Abstract:The quality of training data significantly impacts the performance of large language models (LLMs). There are increasing studies using LLMs to rate and select data based on several human-crafted metrics (rules). However, these conventional rule-based approaches often depend too heavily on human heuristics, lack effective metrics for assessing rules, and exhibit limited adaptability to new tasks. In our study, we introduce an innovative rule-based framework that utilizes the orthogonality of score vectors associated with rules as a novel metric for rule evaluations. Our approach includes an automated pipeline that first uses LLMs to generate a diverse set of rules, encompassing various rating dimensions to evaluate data quality. Then it rates a batch of data based on these rules and uses the determinantal point process (DPP) from random matrix theory to select the most orthogonal score vectors, thereby identifying a set of independent rules.
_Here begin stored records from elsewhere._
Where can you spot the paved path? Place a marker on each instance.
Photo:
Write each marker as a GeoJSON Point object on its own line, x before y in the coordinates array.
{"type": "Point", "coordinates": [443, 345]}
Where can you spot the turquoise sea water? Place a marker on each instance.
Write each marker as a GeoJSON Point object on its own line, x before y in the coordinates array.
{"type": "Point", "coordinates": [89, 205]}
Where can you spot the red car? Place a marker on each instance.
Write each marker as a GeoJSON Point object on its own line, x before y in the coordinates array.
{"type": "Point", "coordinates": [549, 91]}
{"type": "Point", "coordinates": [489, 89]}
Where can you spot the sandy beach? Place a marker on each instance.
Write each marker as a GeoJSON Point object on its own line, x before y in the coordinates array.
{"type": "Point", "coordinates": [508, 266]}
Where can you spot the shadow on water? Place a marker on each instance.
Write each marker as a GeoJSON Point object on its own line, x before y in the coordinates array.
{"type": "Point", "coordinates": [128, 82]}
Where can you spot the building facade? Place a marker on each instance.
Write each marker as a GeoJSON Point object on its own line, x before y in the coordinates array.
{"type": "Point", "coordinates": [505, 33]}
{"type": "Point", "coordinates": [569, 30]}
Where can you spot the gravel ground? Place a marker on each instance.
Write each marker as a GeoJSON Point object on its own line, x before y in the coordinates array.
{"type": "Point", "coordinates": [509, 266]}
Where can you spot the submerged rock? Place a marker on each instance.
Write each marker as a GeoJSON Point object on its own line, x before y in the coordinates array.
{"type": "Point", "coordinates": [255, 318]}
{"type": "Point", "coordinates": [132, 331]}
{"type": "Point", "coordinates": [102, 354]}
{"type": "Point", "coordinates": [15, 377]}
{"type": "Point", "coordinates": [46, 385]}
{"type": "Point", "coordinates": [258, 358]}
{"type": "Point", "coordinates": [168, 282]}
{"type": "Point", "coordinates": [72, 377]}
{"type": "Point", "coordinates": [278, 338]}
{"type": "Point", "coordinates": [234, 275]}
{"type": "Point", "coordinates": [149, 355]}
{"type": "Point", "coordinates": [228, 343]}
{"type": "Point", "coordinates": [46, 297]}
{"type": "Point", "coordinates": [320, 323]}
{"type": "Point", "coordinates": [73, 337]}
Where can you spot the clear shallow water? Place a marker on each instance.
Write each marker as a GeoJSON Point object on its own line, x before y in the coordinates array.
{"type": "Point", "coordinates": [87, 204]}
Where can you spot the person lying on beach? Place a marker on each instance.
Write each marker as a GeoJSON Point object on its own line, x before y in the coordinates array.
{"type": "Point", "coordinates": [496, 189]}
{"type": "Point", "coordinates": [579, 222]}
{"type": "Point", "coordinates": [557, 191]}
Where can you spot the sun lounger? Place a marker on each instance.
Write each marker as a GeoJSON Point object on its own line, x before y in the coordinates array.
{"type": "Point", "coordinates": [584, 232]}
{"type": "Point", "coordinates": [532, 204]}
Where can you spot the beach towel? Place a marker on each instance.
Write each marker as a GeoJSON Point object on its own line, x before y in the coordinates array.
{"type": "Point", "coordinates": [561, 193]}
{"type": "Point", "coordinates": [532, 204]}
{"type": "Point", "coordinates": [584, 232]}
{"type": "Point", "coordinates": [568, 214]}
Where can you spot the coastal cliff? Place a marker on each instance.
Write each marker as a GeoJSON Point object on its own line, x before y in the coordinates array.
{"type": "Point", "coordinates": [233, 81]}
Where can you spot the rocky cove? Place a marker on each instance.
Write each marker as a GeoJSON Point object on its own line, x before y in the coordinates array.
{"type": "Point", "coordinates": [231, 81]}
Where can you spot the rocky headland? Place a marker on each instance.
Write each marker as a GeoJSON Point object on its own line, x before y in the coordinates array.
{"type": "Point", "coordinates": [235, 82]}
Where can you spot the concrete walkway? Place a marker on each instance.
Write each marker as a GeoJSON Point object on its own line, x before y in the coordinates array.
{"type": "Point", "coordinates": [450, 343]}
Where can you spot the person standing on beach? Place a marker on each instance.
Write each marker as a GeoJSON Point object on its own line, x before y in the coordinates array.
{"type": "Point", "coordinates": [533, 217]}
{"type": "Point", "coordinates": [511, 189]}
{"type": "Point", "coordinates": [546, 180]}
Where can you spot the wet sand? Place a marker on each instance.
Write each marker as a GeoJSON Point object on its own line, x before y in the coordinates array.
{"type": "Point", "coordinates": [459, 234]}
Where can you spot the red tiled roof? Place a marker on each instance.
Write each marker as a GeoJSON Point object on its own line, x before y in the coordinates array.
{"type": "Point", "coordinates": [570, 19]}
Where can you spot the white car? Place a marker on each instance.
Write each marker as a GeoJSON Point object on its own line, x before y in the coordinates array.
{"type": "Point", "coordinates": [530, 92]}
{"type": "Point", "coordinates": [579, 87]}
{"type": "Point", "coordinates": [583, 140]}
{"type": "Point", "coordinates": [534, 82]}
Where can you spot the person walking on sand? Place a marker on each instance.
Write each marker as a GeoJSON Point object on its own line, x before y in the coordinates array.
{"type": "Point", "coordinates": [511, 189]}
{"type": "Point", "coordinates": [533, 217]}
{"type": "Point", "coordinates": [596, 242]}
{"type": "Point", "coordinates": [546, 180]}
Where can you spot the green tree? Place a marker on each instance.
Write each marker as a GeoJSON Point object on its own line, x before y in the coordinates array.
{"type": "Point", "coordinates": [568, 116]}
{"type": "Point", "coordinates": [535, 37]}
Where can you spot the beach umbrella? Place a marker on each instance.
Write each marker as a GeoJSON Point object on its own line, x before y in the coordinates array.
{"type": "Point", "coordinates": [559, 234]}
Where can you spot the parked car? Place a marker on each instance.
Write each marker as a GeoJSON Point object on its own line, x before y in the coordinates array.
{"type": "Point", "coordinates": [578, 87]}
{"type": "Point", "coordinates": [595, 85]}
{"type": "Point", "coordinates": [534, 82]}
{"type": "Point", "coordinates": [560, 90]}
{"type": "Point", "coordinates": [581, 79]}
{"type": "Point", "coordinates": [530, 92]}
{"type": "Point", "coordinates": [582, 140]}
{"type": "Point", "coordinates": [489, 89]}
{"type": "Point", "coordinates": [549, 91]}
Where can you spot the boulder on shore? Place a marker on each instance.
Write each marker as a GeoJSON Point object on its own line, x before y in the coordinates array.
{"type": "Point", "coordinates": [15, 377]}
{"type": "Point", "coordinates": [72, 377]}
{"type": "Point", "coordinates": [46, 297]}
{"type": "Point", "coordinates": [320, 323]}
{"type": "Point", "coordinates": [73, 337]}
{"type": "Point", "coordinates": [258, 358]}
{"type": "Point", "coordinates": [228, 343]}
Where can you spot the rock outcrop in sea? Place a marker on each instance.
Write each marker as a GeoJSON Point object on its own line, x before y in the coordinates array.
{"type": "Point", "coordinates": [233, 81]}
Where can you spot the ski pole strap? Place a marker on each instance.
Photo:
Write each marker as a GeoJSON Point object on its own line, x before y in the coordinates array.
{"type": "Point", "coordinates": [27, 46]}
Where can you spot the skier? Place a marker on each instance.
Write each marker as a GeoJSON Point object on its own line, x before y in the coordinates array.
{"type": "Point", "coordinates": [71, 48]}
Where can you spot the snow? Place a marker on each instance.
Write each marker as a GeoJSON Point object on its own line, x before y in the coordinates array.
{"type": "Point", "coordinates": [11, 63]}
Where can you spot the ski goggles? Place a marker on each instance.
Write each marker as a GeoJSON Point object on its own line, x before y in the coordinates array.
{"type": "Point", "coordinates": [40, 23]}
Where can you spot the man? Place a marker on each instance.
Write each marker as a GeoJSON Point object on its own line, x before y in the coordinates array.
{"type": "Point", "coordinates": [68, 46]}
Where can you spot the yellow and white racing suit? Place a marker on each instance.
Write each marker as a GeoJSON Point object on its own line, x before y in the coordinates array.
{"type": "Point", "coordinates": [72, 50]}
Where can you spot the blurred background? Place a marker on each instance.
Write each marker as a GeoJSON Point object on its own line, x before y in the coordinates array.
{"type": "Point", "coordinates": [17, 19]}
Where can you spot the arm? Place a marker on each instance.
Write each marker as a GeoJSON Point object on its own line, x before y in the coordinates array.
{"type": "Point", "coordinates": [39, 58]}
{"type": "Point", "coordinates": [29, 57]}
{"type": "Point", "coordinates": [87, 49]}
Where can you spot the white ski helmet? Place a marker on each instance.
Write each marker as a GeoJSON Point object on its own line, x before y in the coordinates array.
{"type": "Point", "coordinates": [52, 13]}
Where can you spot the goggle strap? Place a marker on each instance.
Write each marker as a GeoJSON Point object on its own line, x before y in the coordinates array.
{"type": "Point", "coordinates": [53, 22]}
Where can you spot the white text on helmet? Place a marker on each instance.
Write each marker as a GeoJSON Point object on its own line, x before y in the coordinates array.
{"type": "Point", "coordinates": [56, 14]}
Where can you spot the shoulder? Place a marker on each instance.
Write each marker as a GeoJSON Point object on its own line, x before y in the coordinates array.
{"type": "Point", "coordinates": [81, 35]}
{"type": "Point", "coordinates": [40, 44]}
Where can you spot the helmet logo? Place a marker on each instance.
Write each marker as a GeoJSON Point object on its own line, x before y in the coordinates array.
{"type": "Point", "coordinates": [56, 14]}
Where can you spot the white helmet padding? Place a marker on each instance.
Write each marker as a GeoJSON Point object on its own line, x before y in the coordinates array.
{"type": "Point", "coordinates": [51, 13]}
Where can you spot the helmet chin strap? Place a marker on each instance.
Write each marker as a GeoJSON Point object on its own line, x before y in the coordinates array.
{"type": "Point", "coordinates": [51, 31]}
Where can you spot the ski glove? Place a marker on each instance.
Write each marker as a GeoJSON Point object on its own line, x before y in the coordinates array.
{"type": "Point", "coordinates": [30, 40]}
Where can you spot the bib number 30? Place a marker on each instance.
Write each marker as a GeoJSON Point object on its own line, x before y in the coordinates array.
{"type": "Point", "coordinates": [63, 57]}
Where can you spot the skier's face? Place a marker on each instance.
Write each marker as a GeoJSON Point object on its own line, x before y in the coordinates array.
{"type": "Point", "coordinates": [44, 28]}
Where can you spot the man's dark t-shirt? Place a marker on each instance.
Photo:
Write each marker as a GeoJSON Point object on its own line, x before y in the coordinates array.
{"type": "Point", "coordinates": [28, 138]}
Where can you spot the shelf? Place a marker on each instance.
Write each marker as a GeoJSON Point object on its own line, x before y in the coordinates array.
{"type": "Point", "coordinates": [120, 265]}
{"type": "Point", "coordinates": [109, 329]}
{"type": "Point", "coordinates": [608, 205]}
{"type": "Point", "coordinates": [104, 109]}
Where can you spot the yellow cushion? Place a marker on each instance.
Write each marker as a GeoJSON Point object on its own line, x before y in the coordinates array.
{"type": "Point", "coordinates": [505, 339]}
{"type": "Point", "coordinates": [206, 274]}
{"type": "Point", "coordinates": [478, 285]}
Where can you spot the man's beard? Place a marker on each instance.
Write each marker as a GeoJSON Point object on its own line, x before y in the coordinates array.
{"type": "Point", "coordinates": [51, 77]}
These rules are subsequently used to evaluate all data, selecting samples with the highest average scores for downstream tasks such as LLM training. We verify the effectiveness of our method through two experimental setups: 1) comparisons with ground truth ratings and 2) benchmarking LLMs trained with the chosen data. Our comprehensive experiments cover a range of scenarios, including general pre-training and domain-specific fine-tuning in areas such as IMDB, Medical, Math, and Code. The outcomes demonstrate that our DPP-based rule rating method consistently outperforms other approaches, including rule-free rating, uniform sampling, importance resampling, and QuRating, in terms of both rating precision and model performance.